O ativismo junino liderado pelo Movimento Passe Livre (MPL) conseguiu assustar políticos e estudiosos pela capacidade de mobilização em torno da bandeira da redução da tarifa do transporte público, que logo se generalizou para a cobrança de melhores políticas públicas. Todavia, no momento o que se busca são explicações sobre as razões do esvaziamento repentino das ruas (ontem, foram 3 mil manifestantes contra 50 mil registrados em um único protesto de junho), mesmo tendo ocorrido fatos com grande potencial de indignação pública.

ANÁLISE: Marco Antonio Teixeira, professor de ciência política do curso de administração pública da FGV-SP, O Estado de S.Paulo

26 de outubro de 2013 | 02h02

Com a Semana Nacional de Luta pela Tarifa Zero, o MPL tenta retomar sua mobilização. Entretanto, o número de pessoas sensibilizadas com a causa vem se mostrando muito aquém daquela verificada em junho. Duas hipóteses podem nos ajudar a entender as razões.

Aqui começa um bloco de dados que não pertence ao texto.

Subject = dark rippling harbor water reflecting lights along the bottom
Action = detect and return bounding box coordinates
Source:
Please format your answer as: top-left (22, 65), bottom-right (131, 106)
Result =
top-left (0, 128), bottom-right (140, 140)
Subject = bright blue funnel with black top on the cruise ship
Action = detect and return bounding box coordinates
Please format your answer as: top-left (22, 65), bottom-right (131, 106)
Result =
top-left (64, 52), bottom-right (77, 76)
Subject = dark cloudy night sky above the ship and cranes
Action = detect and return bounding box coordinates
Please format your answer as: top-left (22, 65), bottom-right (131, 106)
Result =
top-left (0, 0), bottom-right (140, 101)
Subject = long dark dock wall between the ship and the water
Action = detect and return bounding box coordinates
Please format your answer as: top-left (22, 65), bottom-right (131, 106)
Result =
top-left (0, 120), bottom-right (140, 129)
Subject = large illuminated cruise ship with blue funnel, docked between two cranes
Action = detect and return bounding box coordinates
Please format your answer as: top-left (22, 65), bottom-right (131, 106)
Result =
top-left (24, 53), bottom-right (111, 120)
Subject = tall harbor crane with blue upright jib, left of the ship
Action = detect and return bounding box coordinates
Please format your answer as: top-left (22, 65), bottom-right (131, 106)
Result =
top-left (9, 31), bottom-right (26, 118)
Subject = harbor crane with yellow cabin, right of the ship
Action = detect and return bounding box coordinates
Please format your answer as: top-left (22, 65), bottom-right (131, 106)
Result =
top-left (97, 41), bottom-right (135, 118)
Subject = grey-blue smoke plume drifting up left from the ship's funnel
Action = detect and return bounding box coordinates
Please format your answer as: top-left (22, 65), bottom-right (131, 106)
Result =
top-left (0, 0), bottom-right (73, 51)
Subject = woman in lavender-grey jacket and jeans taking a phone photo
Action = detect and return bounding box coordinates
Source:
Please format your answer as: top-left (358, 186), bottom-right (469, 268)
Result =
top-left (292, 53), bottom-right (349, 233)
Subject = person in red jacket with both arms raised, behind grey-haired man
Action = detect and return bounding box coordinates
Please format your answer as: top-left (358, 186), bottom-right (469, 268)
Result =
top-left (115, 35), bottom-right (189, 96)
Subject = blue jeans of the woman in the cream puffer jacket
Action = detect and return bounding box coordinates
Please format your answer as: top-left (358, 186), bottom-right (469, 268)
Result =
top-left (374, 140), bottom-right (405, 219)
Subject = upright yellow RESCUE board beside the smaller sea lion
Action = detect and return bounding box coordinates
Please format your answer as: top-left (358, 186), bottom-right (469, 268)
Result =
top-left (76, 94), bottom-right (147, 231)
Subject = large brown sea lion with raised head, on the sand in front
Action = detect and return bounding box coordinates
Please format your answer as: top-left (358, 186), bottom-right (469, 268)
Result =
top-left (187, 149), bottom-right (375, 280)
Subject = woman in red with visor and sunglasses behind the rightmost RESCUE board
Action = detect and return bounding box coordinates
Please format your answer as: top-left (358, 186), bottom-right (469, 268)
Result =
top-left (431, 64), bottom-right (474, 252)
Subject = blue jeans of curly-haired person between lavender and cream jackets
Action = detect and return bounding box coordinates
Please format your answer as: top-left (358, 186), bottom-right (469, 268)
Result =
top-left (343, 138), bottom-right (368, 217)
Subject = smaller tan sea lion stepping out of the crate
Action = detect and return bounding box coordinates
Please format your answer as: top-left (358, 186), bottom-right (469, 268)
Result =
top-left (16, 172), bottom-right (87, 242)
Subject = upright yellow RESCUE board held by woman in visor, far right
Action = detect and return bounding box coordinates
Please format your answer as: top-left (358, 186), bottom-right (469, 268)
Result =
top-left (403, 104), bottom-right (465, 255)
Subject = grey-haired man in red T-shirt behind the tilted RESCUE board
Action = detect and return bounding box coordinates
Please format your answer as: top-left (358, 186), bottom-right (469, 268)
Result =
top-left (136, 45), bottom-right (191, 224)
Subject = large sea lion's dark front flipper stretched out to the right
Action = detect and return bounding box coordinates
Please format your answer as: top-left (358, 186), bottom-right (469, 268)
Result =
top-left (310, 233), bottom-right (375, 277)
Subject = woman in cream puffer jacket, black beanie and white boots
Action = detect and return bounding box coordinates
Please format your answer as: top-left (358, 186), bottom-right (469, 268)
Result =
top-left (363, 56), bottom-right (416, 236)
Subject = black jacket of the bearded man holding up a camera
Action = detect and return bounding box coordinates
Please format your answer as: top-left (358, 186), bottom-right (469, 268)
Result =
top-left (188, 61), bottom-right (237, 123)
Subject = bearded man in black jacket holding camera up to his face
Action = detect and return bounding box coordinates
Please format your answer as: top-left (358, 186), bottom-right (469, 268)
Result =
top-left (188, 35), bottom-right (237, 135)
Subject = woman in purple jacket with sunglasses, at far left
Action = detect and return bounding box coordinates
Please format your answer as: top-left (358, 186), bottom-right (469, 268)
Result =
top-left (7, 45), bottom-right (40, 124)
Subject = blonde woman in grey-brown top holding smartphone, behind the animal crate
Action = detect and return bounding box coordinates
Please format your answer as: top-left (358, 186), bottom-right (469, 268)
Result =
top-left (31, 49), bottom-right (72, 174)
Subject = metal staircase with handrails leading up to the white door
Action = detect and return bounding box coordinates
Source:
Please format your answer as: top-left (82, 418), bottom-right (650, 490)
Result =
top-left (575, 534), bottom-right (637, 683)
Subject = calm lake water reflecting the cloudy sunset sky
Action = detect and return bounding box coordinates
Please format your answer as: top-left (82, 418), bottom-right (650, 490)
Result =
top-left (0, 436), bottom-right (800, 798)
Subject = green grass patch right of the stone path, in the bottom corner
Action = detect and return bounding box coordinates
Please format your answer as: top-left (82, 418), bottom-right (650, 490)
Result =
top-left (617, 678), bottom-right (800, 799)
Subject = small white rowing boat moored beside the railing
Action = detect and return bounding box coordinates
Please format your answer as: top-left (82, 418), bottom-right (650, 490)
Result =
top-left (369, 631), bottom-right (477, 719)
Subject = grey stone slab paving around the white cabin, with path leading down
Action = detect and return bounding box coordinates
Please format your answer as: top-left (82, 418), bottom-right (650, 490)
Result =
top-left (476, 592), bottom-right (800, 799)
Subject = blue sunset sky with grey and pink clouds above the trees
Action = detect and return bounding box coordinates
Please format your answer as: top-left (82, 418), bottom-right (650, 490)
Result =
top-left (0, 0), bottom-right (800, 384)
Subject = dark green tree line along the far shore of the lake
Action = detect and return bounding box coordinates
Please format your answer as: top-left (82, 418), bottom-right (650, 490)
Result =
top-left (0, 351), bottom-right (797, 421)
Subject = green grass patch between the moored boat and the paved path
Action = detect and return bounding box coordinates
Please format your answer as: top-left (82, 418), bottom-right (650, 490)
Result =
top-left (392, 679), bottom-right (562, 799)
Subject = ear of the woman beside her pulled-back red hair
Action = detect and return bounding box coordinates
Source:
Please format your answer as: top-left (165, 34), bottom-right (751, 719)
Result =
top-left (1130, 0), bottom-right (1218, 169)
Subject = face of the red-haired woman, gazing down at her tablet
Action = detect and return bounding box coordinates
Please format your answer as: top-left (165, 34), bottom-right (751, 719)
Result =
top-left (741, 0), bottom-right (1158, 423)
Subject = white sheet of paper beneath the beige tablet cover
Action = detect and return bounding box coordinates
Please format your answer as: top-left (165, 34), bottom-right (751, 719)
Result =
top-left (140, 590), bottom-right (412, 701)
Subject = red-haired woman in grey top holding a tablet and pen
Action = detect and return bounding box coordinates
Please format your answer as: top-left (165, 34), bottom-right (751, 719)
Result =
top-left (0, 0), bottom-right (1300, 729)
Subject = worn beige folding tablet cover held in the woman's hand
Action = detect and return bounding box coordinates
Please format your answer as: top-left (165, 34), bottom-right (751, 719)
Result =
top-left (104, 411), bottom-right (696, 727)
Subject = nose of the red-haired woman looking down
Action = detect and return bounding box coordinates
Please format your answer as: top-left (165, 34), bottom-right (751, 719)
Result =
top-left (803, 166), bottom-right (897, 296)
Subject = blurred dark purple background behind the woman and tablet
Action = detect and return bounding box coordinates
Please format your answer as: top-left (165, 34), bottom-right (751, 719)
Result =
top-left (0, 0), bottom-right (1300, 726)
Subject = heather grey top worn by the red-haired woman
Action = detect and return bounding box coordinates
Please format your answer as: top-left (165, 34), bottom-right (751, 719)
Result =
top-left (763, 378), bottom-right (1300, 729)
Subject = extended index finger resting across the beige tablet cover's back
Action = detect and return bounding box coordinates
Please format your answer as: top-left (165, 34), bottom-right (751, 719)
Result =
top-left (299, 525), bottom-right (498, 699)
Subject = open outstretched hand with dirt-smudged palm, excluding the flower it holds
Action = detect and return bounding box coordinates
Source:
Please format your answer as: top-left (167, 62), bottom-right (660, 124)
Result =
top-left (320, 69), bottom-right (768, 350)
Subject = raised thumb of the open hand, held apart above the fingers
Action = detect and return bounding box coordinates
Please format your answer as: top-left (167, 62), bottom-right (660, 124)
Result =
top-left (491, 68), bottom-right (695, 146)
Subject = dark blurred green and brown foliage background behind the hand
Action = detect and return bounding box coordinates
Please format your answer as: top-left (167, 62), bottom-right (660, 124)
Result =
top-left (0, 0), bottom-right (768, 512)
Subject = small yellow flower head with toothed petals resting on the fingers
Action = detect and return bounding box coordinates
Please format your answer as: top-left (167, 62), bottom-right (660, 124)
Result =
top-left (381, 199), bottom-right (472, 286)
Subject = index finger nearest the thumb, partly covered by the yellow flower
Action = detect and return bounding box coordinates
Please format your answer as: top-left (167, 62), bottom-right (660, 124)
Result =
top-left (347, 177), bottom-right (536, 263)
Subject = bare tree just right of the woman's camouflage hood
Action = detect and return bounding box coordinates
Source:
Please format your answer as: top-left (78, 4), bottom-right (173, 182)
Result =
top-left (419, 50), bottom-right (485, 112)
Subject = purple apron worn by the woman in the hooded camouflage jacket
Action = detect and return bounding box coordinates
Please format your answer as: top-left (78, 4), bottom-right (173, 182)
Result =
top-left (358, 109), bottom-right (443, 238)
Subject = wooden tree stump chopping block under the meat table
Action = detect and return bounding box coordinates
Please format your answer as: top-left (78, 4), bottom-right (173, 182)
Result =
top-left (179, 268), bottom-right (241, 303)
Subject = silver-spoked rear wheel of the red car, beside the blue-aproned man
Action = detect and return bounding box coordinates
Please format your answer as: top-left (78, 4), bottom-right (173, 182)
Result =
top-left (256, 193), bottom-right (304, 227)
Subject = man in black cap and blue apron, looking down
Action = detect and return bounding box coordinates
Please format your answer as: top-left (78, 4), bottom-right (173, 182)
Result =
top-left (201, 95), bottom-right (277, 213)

A primeira é que o conjunto de ações violentas empreendidas pelos Black Blocs deve ter criado um temor quanto à segurança das pessoas que gostariam de participar desses eventos.

A segunda é que o debate sobre a tarifa zero ainda não é de domínio público. Ou seja, se em junho a população foi convencida de que o preço do transporte era abusivo, o que obrigou governos a recuar, agora o MPL precisa convencer os cidadãos que não pagar pelo transporte público é uma boa causa.